Conflicts with previous studies. Although the relationships within Ericales have not been resolved yet, most previous phylogenetic studies of Ericales agreed to a topology of (Polemoniaceae, ((Ebenaceae, Primulaceae), (Theaceae, (Ericaceae, (Sarraceniaceae, Actinidiaceae))))) for the seven families included in this study.61,62 We obtained two findings that conflicted with the previous studies. First, we found that Sarraceniaceae was sister to (Actinidiaceae, Ericaceae) rather than Actinidiaceae according to unpartitioned ML analysis, partitioned ML analyses (using both strategies), and MP-EST analysis. However, the position of Sarraceniaceae was never fully supported (with a BSV of 100) in this study, except in the partitioned ML analysis. Second, according to all our analyses, Ebenaceae was sister to the monophyletic group (Theaceae, (Ericaceae, (Sarraceniaceae, Actinidiaceae))), and this relationship was strongly supported in several analyses (Fig. 1), not agreeing that Ebenaceae was sister to Primulaceae as suggested by Soltis et al. 61 In contrast, Primulaceae was characterized with a long branch in this study, and its position was consistently weakly supported in ML analysis. A long branch was also obtained for Polemoniaceae. Thus, the affinity between these two long branches requires further tests, partly because long branches are difficult to resolve in phylogenetic analysis. 15
Phylogenetic analysis after removing genes
To analyze the influence of gene heterogeneity, all the genes were categorized into 11 groups according to their evolutionary rates, and then we reconstructed the phylogeny by ML and MP-EST analyses as the gene groups were successively removed.

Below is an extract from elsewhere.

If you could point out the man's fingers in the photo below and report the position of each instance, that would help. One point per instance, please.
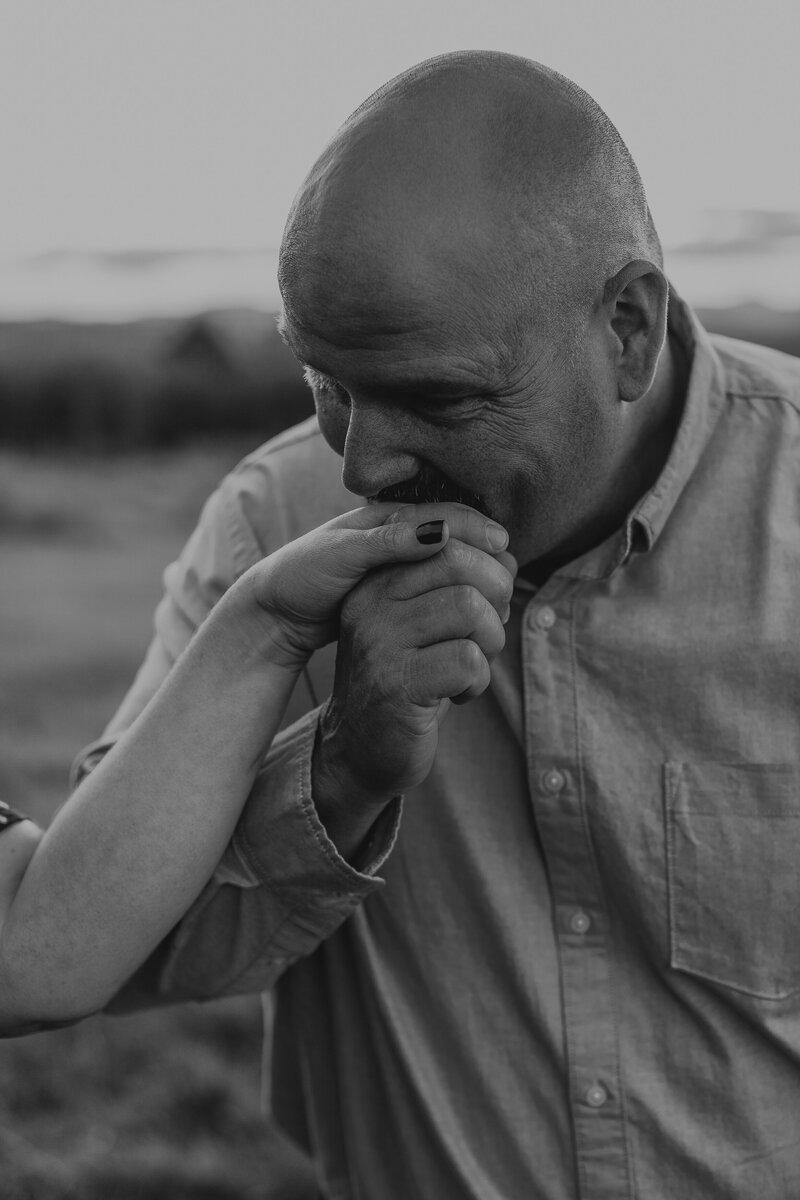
(456, 563)
(450, 613)
(449, 669)
(463, 522)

Influence of gene heterogeneity. We repeated unpartitioned ML analysis after each removal of a gene group (Table 1 and Supplementary Table 3). In Test 1, as groups of the most rapidly evolving genes were successively removed, the average number of BSVs within Ericales (ASWE) first rose and then declined. The ASWE was maximal, at 97.6, when 200 genes were left, and at least 160 genes were needed to keep the ASWE above 85. In Test 2, when the groups of most slowly evolving genes were successively removed, a similar pattern was observed. The ASWE was maximal, at 97.6, when 180 genes were left, and at least 120 genes were required to keep the ASWE above 85. Results of Tests 1 and 2 showed that fewer rapidly evolving genes than slowly evolving genes were required to reconstruct a well-supported topology and all species trees with ASWE >85 had the same topology, as that shown in Figure 1.

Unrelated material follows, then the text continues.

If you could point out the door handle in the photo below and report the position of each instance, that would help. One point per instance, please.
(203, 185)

We also found that gene groups 1, 2, and 11 negatively influenced the ASWE in unpartitioned ML analysis. Thus, we excluded these three gene groups to form a new dataset (designated as ML-ex) and subjected it to unpartitioned ML analysis. This analysis produced a tree with the same topology, as in Figure 1, and ASWE of 96.8. Thus, using only 160 genes with medium evolutionary rates, we obtained the same topology (Fig. 1) as that generated using all the data. Moreover, the ASWE was higher when using the ML-ex dataset. These results show that the genes with particularly slow or rapid evolutionary rates negatively affected the BSVs yielded by the concatenation method. After excluding these genes, the topology remained the same and the ASWE was even higher than that for the tree generated using all the data.

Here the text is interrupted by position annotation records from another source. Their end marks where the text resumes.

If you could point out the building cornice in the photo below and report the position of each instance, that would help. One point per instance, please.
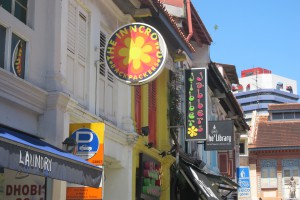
(22, 92)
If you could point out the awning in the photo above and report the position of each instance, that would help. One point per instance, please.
(199, 182)
(28, 154)
(223, 182)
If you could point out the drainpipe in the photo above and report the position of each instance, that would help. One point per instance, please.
(189, 18)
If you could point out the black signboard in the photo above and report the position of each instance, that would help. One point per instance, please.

We also repeated MP-EST analysis after each removal of a gene group (Table 1 and Supplementary Table 3). In Test 1, when groups of the most rapidly evolving genes were successively removed, the ASWE always declined. More specifically, it was consistently maximal (95) when all of the data were used, and at least 100 genes were required to keep it above 85. In Test 2, when groups of the most slowly evolving genes were successively removed, the ASWE first rose and then declined, peaking (at 96.8) when 160 genes were left, and at least 60 genes were needed to keep it above 85. The results of Tests 1 and 2 confirmed that fewer rapidly evolving genes than slowly evolving genes were required to reconstruct a well-supported topology and all species trees with ASWE above 85 had the same topology, as that shown in Figure 1. We also found that only gene groups 1–3 negatively influenced the ASWE. Therefore, only genes with particularly slow evolutionary rates negatively influenced the BSVs obtained using the coalescence method, and genes with particularly rapid evolutionary rates did not significantly affect them.
The earlier results demonstrated that gene heterogeneity influenced both the degree of support for reconstructed trees and the number of genes required for strong support. Genes with particularly rapid or slow evolutionary rates had negative effects on BSVs obtained using concatenation. However, only genes with particularly slow rates significantly impaired BSVs obtained using coalescence methodology. Fewer genes were needed to reconstruct a well-supported topology if they were rapidly evolving rather than slowly evolving and if coalescence rather than concatenation methodology was used.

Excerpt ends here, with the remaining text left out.